Procurou na cantora favorita pra horas de fossa, algo que lhe tocasse o coração. A música cantou forte por várias vezes "é uma pena, mas você não vale a pena, não vale uma fisgada dessa dor, de tão pequena". Confortou-se um pouco. Ouvira aquilo que queria realmente acreditar. Começou a pensar os problemas por outro ângulo. Deveria se sentir feliz por ainda se entregar a paixões, mas que lhe custasse rasgaduras no coração. Sentia pena daqueles que rejeitavam sua entrega. Ou que talvez até a quisessem, mas a recusavam para que a dor fosse somente sua. Preferiam uma dor alheia a uma alegria partilhada. Infelizes. Sentira-se contente por diversas vezes ainda ter tentado. Prometera-se coisas. Metas para o ano que ainda era fresquinho. Assim como tantos outros, poderiam e deveriam ser amigos, como sempre foi de sua vontade que acontecesse ao final dos relacionamentos. Principalmente com aqueles que jah nasceram mortos.

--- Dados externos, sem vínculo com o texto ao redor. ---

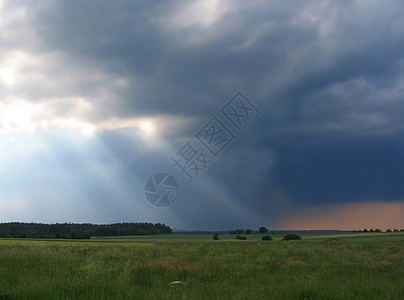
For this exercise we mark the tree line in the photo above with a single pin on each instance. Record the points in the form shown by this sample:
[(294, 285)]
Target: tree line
[(79, 231)]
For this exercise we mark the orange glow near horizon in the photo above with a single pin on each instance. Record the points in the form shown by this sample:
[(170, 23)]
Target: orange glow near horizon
[(348, 216)]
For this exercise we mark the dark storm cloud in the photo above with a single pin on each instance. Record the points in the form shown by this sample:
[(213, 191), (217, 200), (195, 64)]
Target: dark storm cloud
[(327, 77)]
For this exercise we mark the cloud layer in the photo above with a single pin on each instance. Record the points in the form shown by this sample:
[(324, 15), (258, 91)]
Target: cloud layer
[(96, 96)]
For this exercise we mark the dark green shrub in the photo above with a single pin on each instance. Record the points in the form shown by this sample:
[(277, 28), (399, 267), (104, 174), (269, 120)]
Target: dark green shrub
[(290, 237)]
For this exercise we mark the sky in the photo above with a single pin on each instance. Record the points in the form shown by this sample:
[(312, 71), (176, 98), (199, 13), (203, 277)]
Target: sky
[(98, 96)]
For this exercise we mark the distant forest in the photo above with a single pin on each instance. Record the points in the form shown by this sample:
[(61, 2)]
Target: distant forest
[(79, 231)]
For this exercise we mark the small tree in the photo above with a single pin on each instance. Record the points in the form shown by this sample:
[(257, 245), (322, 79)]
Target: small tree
[(263, 230), (291, 237), (266, 238)]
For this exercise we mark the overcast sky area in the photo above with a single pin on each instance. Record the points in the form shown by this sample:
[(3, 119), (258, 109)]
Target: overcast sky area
[(97, 96)]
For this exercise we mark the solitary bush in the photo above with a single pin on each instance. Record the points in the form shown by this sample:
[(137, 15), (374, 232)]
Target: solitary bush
[(290, 237)]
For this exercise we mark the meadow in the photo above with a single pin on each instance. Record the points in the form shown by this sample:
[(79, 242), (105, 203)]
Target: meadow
[(342, 266)]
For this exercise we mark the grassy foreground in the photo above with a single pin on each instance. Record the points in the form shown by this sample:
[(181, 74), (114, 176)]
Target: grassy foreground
[(313, 268)]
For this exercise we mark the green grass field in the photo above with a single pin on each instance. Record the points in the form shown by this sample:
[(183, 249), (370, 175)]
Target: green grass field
[(341, 266)]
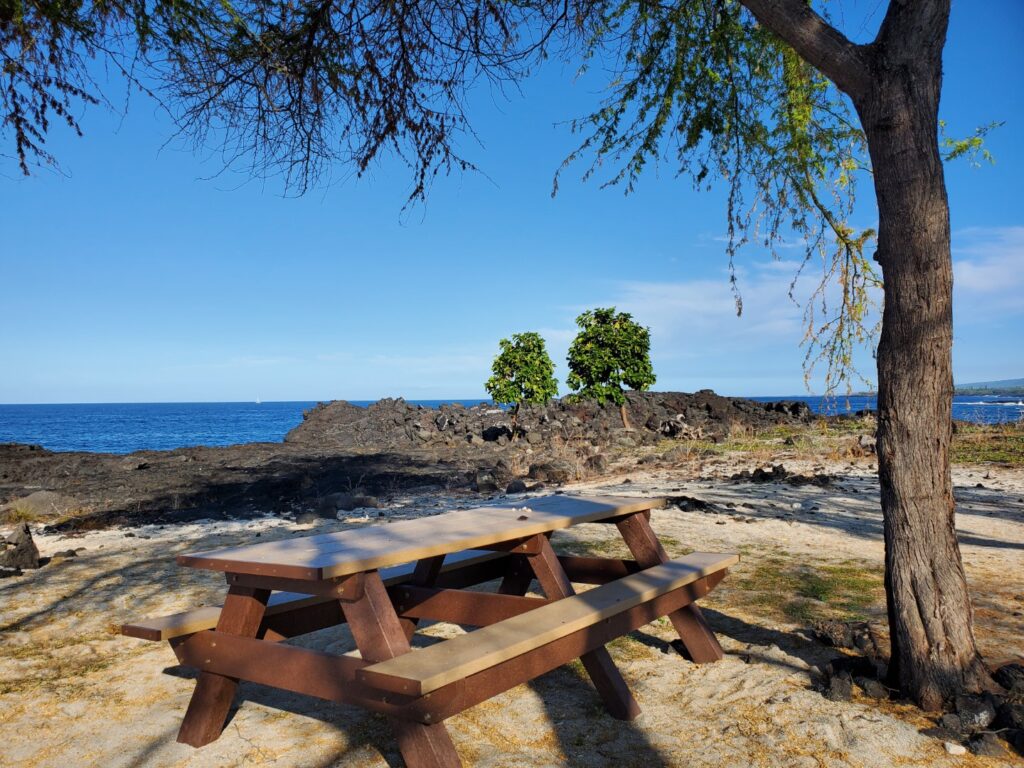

As bolhas de ar no aquário lhe sugeriram efervecência. Precisava de novo sentir que era vivo. Que o coração, ainda com ferimentos, bandagens e um pouco cansado, ainda era capaz de pulsar forte. Alegrava-se com uma motivação nova. Sentia falta de pessoas que lhe faziam bem. Que não tinham vergonha de seus sentimentos. Que manifestavam seu medo de perdê-lo. A vida saia da monocromia e ia ganhando cores. Não fosse a chuva lá fora, talvez pudesse até ouvir pássaros cantar. A escuridão parecia agora apenas uma penumbra. Torcia para que acordasse assim novamente pela manhã.

Fosse uma cena de filme tudo isso, estaria ele tomando um banho na chuva para que ela levasse consigo todo o mal, toda a dor, tudo o breu que tinha na alma a té então. De braços abertos e com sorriso no rosto, cairia-lhe a água no rosto e misturada a lágrimas de um renascimento, a chuva forte cessaria aos poucos, enquanto deitado na relva, um sorriso em meio ao choro de felicidade lhe faria ouvir no pensamento: "por você o faria mil vezes!".

Sobem os créditos.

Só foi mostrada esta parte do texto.